Yi-Long Lu, Chunhui Zhang, Jiajun Song, Lifeng Fan, Wei Wang
TL;DR
The study interrogates whether current Theory of Mind benchmarks truly require explicit human-like reasoning or can be solved by alternative strategies. By applying rule-based RL and SFT to LLMs spanning $0.5$B to $7$B parameters and evaluating on multiple ToM datasets, it reveals a scale-dependent effect of RL: larger models (e.g., $7$B) develop high-quality, transferable belief-tracking when trained with RL, while smaller models (≤$3$B) exhibit a reasoning collapse, delivering high accuracy with minimal, non-interpretive reasoning. Surprisingly, Supervised Fine-Tuning (SFT) alone achieves competitive and generalizable performance across benchmarks, challenging the necessity of explicit mental-state simulation for current tasks. These results imply that existing ToM benchmarks may be solvable via pattern-based strategies and data structure rather than genuine, step-by-step mental-state reasoning, underscoring the need for evaluation methods that probe the depth and structure of reasoning beyond final answers.
Abstract
Theory of Mind (ToM), the ability to attribute mental states to others, is fundamental for human social intelligence and a critical capability for advanced Artificial Intelligence.
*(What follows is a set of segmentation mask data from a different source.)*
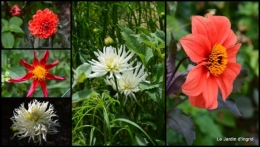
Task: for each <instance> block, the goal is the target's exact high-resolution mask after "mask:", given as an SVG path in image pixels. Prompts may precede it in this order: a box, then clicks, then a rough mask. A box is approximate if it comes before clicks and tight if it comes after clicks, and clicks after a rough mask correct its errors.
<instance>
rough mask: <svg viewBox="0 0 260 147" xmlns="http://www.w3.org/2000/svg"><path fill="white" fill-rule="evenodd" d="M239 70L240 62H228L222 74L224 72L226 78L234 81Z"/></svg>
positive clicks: (239, 71)
mask: <svg viewBox="0 0 260 147" xmlns="http://www.w3.org/2000/svg"><path fill="white" fill-rule="evenodd" d="M240 70H241V65H240V64H238V63H232V62H229V63H228V64H227V67H226V69H225V70H224V72H223V73H222V74H224V75H225V76H227V78H229V79H231V80H233V81H234V80H235V79H236V77H237V75H238V74H239V73H240Z"/></svg>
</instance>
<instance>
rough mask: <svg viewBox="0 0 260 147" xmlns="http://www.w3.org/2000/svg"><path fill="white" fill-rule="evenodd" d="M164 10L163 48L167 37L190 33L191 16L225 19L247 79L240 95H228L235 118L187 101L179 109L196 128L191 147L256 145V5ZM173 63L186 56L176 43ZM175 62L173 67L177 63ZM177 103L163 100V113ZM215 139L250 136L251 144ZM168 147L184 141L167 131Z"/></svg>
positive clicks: (258, 124) (256, 36)
mask: <svg viewBox="0 0 260 147" xmlns="http://www.w3.org/2000/svg"><path fill="white" fill-rule="evenodd" d="M166 5H167V10H166V45H169V42H170V39H171V38H170V35H171V33H173V36H174V37H175V39H176V40H177V41H178V40H179V39H180V38H181V37H184V36H186V35H188V34H190V33H191V16H193V15H201V16H204V15H205V14H206V13H208V12H213V13H215V15H223V16H226V17H227V18H229V20H230V22H231V27H232V30H233V31H234V32H235V34H236V35H237V39H238V41H237V42H238V43H242V46H241V48H240V50H239V52H238V54H237V62H238V63H240V64H241V65H242V67H243V68H245V69H246V70H247V71H248V77H247V78H246V81H245V83H244V85H243V87H242V88H241V91H240V93H232V94H231V95H230V96H229V97H230V98H232V99H234V101H235V102H236V105H237V107H238V109H239V110H240V112H241V113H242V116H241V117H236V116H234V115H233V114H232V113H230V112H229V111H227V110H224V109H223V110H217V111H212V112H209V111H207V110H204V109H198V108H194V107H192V106H191V105H190V102H189V101H185V102H184V103H182V104H181V105H179V107H180V108H181V109H182V110H183V111H184V112H185V113H186V114H188V115H190V116H191V117H192V119H193V121H194V123H195V126H196V129H195V131H196V140H194V142H193V145H258V142H259V139H258V132H259V127H258V125H259V124H258V123H259V122H258V117H259V110H258V109H259V105H258V104H259V101H258V99H259V95H258V93H259V85H258V84H259V83H258V81H259V64H258V62H259V46H258V40H259V34H258V32H259V27H258V25H259V24H258V22H259V13H258V9H259V5H258V2H167V4H166ZM177 48H178V53H177V63H178V62H179V61H180V59H181V58H183V57H184V56H186V54H185V52H184V51H183V50H182V48H181V45H180V43H178V44H177ZM177 63H176V64H177ZM187 65H188V62H184V64H182V65H181V66H180V68H179V69H178V71H186V69H187ZM177 101H179V99H178V98H174V99H172V97H171V96H168V97H167V102H166V104H167V110H168V109H169V108H171V107H172V106H173V105H174V104H176V103H177ZM217 137H222V138H224V137H235V138H238V137H253V141H249V142H246V141H227V142H225V141H217ZM167 143H168V144H169V145H181V144H182V145H185V144H186V142H185V139H184V138H183V137H182V136H181V135H179V134H178V133H176V132H174V131H172V130H169V131H167Z"/></svg>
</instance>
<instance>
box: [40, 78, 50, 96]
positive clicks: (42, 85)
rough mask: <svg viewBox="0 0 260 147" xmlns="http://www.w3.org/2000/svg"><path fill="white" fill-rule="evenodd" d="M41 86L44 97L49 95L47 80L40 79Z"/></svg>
mask: <svg viewBox="0 0 260 147" xmlns="http://www.w3.org/2000/svg"><path fill="white" fill-rule="evenodd" d="M39 83H40V85H41V87H42V92H43V95H44V97H48V89H47V87H46V82H45V81H43V80H42V81H39Z"/></svg>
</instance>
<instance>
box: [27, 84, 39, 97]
mask: <svg viewBox="0 0 260 147" xmlns="http://www.w3.org/2000/svg"><path fill="white" fill-rule="evenodd" d="M37 86H38V80H33V83H32V85H31V87H30V90H29V92H28V94H27V97H30V96H31V95H32V94H33V93H34V91H35V89H36V88H37Z"/></svg>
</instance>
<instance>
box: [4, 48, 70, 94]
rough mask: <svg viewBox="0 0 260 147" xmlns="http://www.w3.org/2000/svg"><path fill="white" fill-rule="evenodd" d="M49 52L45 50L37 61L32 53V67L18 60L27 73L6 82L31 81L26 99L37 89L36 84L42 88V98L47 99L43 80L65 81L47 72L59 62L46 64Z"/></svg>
mask: <svg viewBox="0 0 260 147" xmlns="http://www.w3.org/2000/svg"><path fill="white" fill-rule="evenodd" d="M49 54H50V53H49V51H48V50H46V51H45V52H44V55H43V57H42V59H41V60H40V61H39V60H38V58H37V55H36V52H35V51H34V60H33V63H32V65H31V64H28V63H27V62H26V61H24V60H23V59H21V60H20V63H21V64H22V65H23V66H24V67H25V68H26V69H27V70H29V72H28V73H27V74H25V75H24V76H21V77H18V78H11V79H9V80H8V81H9V82H23V81H26V80H29V79H33V82H32V85H31V87H30V89H29V92H28V94H27V97H30V96H31V95H32V94H33V92H34V91H35V89H36V88H37V86H38V84H40V85H41V87H42V92H43V94H44V97H48V90H47V87H46V82H45V80H66V79H65V78H63V77H59V76H55V75H53V74H51V73H49V70H50V69H51V68H53V67H54V66H56V65H57V64H58V63H59V60H57V61H55V62H53V63H51V64H46V63H47V60H48V58H49Z"/></svg>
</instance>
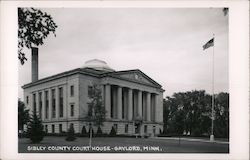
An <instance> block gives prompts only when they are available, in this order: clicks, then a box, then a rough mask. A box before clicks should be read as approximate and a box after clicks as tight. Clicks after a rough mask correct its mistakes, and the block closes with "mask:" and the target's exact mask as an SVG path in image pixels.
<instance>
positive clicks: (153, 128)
mask: <svg viewBox="0 0 250 160" xmlns="http://www.w3.org/2000/svg"><path fill="white" fill-rule="evenodd" d="M153 133H154V134H155V126H153Z"/></svg>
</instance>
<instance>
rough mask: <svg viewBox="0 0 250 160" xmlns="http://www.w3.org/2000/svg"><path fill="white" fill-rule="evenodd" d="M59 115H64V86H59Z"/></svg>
mask: <svg viewBox="0 0 250 160" xmlns="http://www.w3.org/2000/svg"><path fill="white" fill-rule="evenodd" d="M59 106H60V107H59V116H60V117H63V88H62V87H61V88H59Z"/></svg>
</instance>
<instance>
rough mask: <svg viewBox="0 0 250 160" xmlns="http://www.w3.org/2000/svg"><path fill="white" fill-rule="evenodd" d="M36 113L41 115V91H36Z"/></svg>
mask: <svg viewBox="0 0 250 160" xmlns="http://www.w3.org/2000/svg"><path fill="white" fill-rule="evenodd" d="M36 115H37V116H40V115H39V92H38V91H37V92H36Z"/></svg>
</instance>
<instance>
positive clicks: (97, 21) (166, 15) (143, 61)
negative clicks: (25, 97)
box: [18, 8, 229, 99]
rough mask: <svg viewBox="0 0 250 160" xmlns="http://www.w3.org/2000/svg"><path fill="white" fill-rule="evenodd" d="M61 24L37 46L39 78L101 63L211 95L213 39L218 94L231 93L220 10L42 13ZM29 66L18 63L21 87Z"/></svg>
mask: <svg viewBox="0 0 250 160" xmlns="http://www.w3.org/2000/svg"><path fill="white" fill-rule="evenodd" d="M41 10H42V11H45V12H47V13H48V14H50V15H51V16H52V17H53V20H54V21H55V23H56V24H57V25H58V28H57V30H56V37H54V36H53V34H51V35H50V36H49V37H47V39H45V41H44V45H42V46H39V78H45V77H47V76H51V75H54V74H57V73H61V72H64V71H68V70H71V69H75V68H79V67H82V66H83V65H84V63H85V61H88V60H90V59H100V60H104V61H106V62H107V64H108V65H109V66H110V67H111V68H113V69H115V70H116V71H120V70H130V69H140V70H141V71H142V72H144V73H145V74H147V75H148V76H149V77H151V78H152V79H154V80H155V81H156V82H158V83H159V84H161V85H162V88H163V89H164V90H165V92H164V97H166V96H172V95H173V93H175V92H185V91H192V90H205V91H206V92H207V93H210V94H211V93H212V64H213V63H212V62H213V61H212V59H213V58H212V55H213V47H210V48H208V49H206V50H204V51H203V48H202V46H203V45H204V44H205V43H206V42H207V41H209V40H210V39H211V38H212V37H213V34H215V46H214V71H215V72H214V91H215V93H219V92H228V89H229V77H228V72H229V71H228V67H229V64H228V16H224V14H223V12H222V8H78V9H70V8H61V9H60V8H57V9H51V8H41ZM25 51H26V53H27V54H26V55H27V58H28V61H27V62H26V63H25V64H24V65H20V64H19V83H18V84H19V93H18V96H19V97H20V98H22V99H23V90H22V89H21V86H22V85H24V84H27V83H30V82H31V61H30V60H31V58H30V51H29V50H25Z"/></svg>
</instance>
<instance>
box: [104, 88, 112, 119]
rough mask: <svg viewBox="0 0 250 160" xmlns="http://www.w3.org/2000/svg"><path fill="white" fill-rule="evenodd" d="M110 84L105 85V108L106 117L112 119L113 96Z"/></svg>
mask: <svg viewBox="0 0 250 160" xmlns="http://www.w3.org/2000/svg"><path fill="white" fill-rule="evenodd" d="M110 93H111V92H110V85H109V84H106V85H105V110H106V118H107V119H110V109H111V97H110Z"/></svg>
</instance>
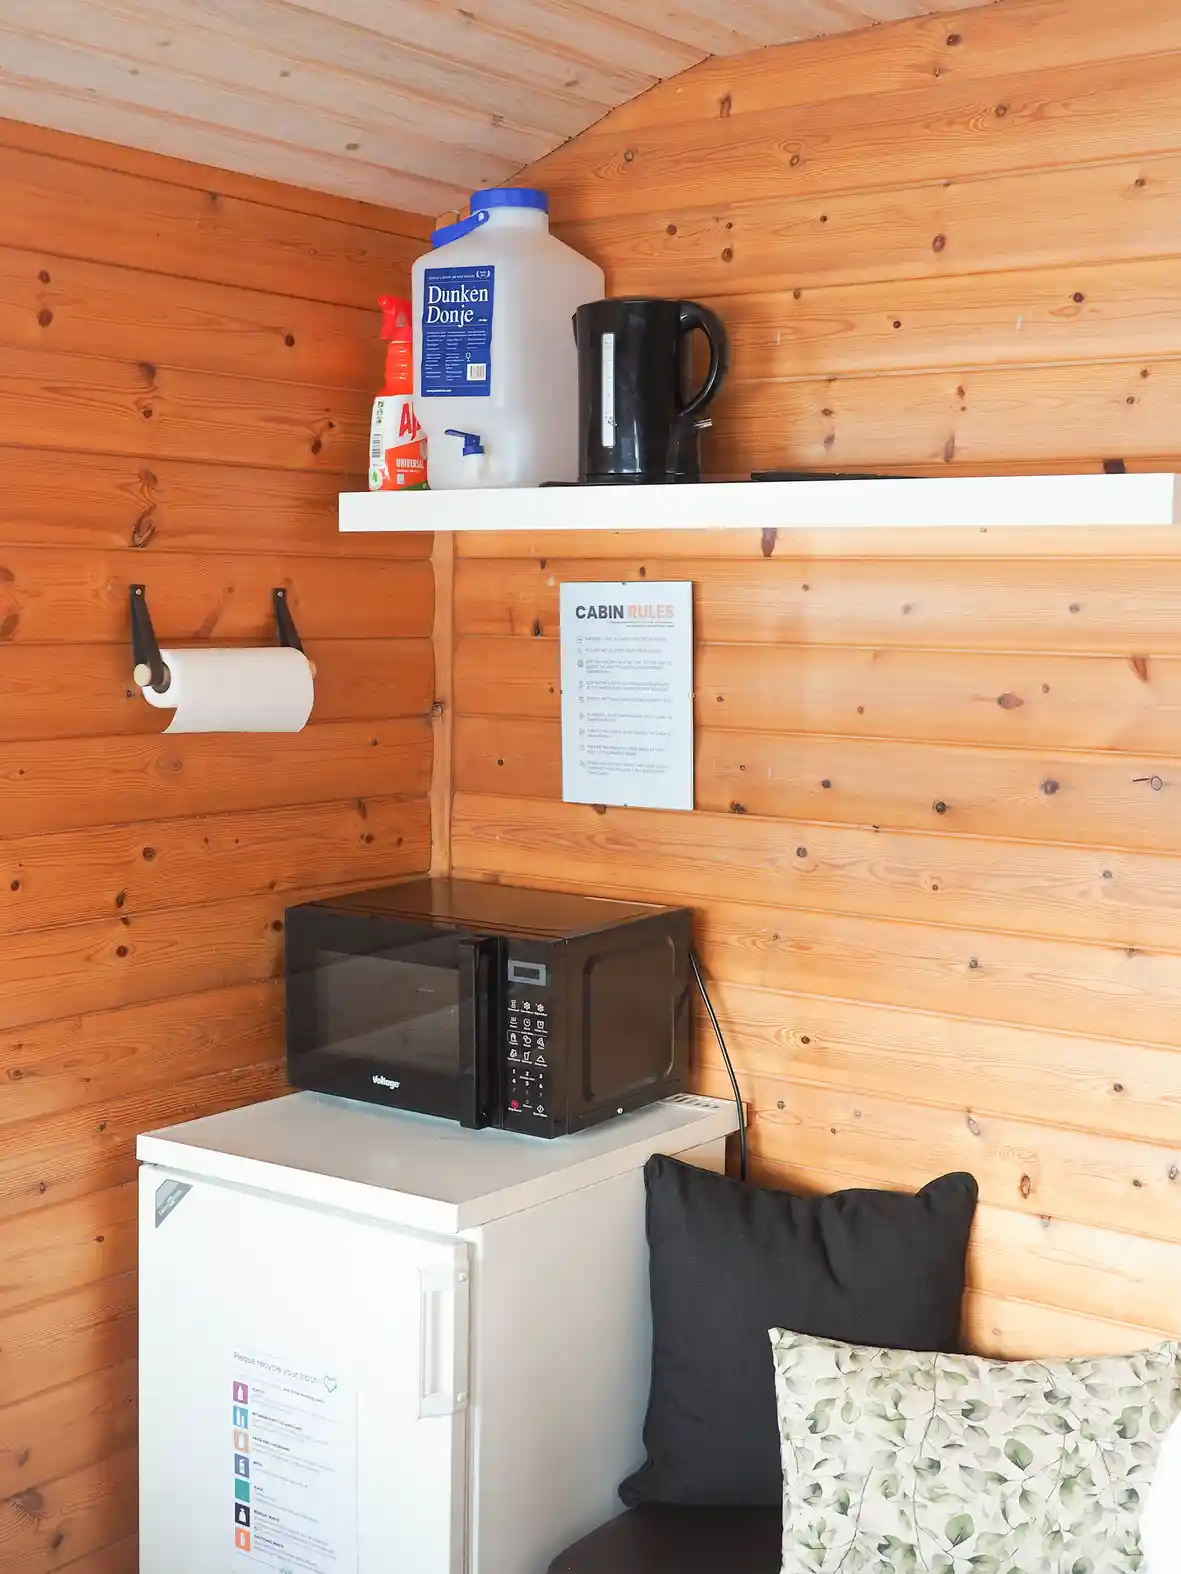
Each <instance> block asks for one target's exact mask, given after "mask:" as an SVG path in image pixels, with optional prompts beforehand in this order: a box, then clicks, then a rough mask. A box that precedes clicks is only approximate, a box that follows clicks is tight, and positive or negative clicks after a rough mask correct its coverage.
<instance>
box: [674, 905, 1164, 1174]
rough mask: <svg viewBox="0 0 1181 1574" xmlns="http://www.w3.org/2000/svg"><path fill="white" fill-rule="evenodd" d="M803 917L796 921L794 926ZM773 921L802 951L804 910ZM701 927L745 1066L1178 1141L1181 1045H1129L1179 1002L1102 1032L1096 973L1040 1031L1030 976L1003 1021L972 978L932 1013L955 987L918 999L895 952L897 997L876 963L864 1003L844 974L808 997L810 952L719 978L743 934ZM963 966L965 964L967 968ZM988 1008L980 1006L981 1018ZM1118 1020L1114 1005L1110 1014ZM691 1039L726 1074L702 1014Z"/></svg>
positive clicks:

Recent advancements in Large Language Models (LLMs) have shown promising performance on ToM benchmarks, raising the question: Do these benchmarks necessitate explicit human-like reasoning processes, or can models succeed through alternative strategies? We investigate this question empirically by applying Reinforcement Learning (RL) and Supervised Fine-Tuning (SFT) to LLMs of varying scales (0.5B to 7B parameters) and evaluating them across multiple ToM datasets. Our results reveal a scale-dependent impact of RL: while RL significantly improves accuracy and fosters high-quality, interpretable, and transferable belief-tracking reasoning in larger models (7B), it leads to "reasoning collapse" in smaller models ($\leq$3B), where high accuracy and generalization ability are achieved via drastically shortened, less meaningful responses. Surprisingly, further SFT achieves competitive and generalizable performance across these benchmarks, often matching or exceeding RL models in accuracy, despite not being explicitly trained to produce structured reasoning traces. These findings highlight a critical discrepancy between benchmark accuracy and the nature of learned reasoning. Our work suggests that current ToM benchmarks may be solvable without requiring the explicit, human-like simulation of mental states they were designed to probe. LLMs, particularly when scale is limited or training signals focus solely on output correctness, may leverage alternative rules effective for benchmark data structures.